Deuxième long-métrage de Caroline Labrèche et Steeve Léonard, Radius nous confronte au drame que vit un homme prénommé Liam (Diego Klattenhoff) devenu amnésique après un accident de voiture dont les circonstance seront là aussi reconstituées par bribes. Mais le plus intrigant reste à venir dès après les flashes du carambolage : quand Liam s’approche d’un être vivant, homme ou animal, celui-ci s’écroule, foudroyé et les yeux vitreux. Constatant, au bout de plusieurs rencontres à chaque fois fatales à ceux qu’il croise, qu’il est réellement la source de ces trépas instantanés, Liam finit par se barricader dans une maison (qu’il a identifiée comme étant la sienne, d’après l’adresse de son permis de conduire). Jusqu’à ce qu’arrive une femme en présence de laquelle le phénomène de mort subite ne semble pas se produire…

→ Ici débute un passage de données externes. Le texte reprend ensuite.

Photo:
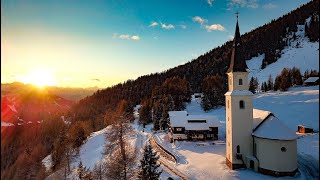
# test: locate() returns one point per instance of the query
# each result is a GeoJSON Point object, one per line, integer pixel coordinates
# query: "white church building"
{"type": "Point", "coordinates": [255, 139]}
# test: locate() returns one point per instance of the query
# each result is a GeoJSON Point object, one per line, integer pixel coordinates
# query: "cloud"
{"type": "Point", "coordinates": [169, 26]}
{"type": "Point", "coordinates": [215, 27]}
{"type": "Point", "coordinates": [183, 26]}
{"type": "Point", "coordinates": [153, 24]}
{"type": "Point", "coordinates": [198, 19]}
{"type": "Point", "coordinates": [124, 36]}
{"type": "Point", "coordinates": [210, 2]}
{"type": "Point", "coordinates": [95, 79]}
{"type": "Point", "coordinates": [128, 37]}
{"type": "Point", "coordinates": [136, 38]}
{"type": "Point", "coordinates": [269, 6]}
{"type": "Point", "coordinates": [243, 3]}
{"type": "Point", "coordinates": [230, 37]}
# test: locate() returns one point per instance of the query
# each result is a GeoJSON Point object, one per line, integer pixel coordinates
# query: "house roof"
{"type": "Point", "coordinates": [180, 119]}
{"type": "Point", "coordinates": [239, 93]}
{"type": "Point", "coordinates": [272, 128]}
{"type": "Point", "coordinates": [311, 79]}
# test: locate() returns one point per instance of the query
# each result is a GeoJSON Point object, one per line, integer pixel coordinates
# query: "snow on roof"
{"type": "Point", "coordinates": [6, 124]}
{"type": "Point", "coordinates": [239, 93]}
{"type": "Point", "coordinates": [311, 79]}
{"type": "Point", "coordinates": [258, 117]}
{"type": "Point", "coordinates": [273, 128]}
{"type": "Point", "coordinates": [181, 118]}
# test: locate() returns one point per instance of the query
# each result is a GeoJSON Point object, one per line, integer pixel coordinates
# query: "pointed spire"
{"type": "Point", "coordinates": [237, 64]}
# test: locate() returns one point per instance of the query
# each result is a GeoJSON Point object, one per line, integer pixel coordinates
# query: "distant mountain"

Avec un point de départ digne d’un épisode d’X-Files, le scénario du duo Labrèche / Léonard emprunte bien des voies imprévisibles que tout amateur de fantastique saura apprécier à leur juste valeur. À la trame purement fantastique, au-dessus de laquelle plane l’ombre des films « de contamination » (la piste virale s’avère très vite écartée mais les effets létaux de la présence de Liam renvoient aux archétypes du genre) vient se greffer une intrigue de thriller identitaire et de femme disparue. Au mystère de l’ « aura meurtrière » de Liam s’ajoute donc le secret entourant son passé récent et le suspense lié au fait qu’il finisse par être recherché par la police à cause des morts qu’il laisse malgré lui sur son sillage. Inutile de « divulgâcher » les tenants et aboutissants du récit pour vanter les qualités du projet. Ce qui fait de Radius un film fantastique solide, efficace et porteur d’une tension viscérale, ce sont tous les rebondissements liés à la condition particulière de Liam puis à sa relation avec Jane (interprétée par Charlotte Sullivan, qui a notamment joué le rôle de Marilyn Monroe dans la mini-série Les Kennedy, où officiaient Greg Kinnear, Barry Pepper et Katie Holmes). Voilà des gens qui savent ce qu’ils font. Labrèche et Léonard maîtrisent la logique de leur intrigue; ils ne se reposent pas sur le seul principe (ou la bonne idée) de départ et, au moment où l’on pourrait croire que leur sujet s’épuise en effets comme en action (léger relâchement quand même lorsque Liam et Jane décident de prendre la route), ils relancent le récit et, aux trois-quarts du métrage, bouleversent la donne dramatique de même que les liens unissant les personnages. La tension se resserre (excellente scène d’arrestation où l’on craint pour la vie des flics), l’horreur se démultiplie, les points de vue se troublent. Surprises garanties ! Servi par des maquillages d’une simplicité redoutable, filmé avec rigueur quoique sans grand déploiement et monté avec tout le dynamisme qu’il faut quand on s’attaque à un thriller fantastique, Radius tient plus que les promesses énoncées par son incipit. Du fantastique minimaliste intelligent, bien écrit, bien produit (les producteurs du délirant Turbo Kid — souvenez-nous de la chronique parue dans ces colonnes en 2015 — sont passés par là). On en redemande.

Stéphane Ledien

À noter que ces deux films faisaient partie de la compétition officielle du Festival de cinéma de la ville de Québec.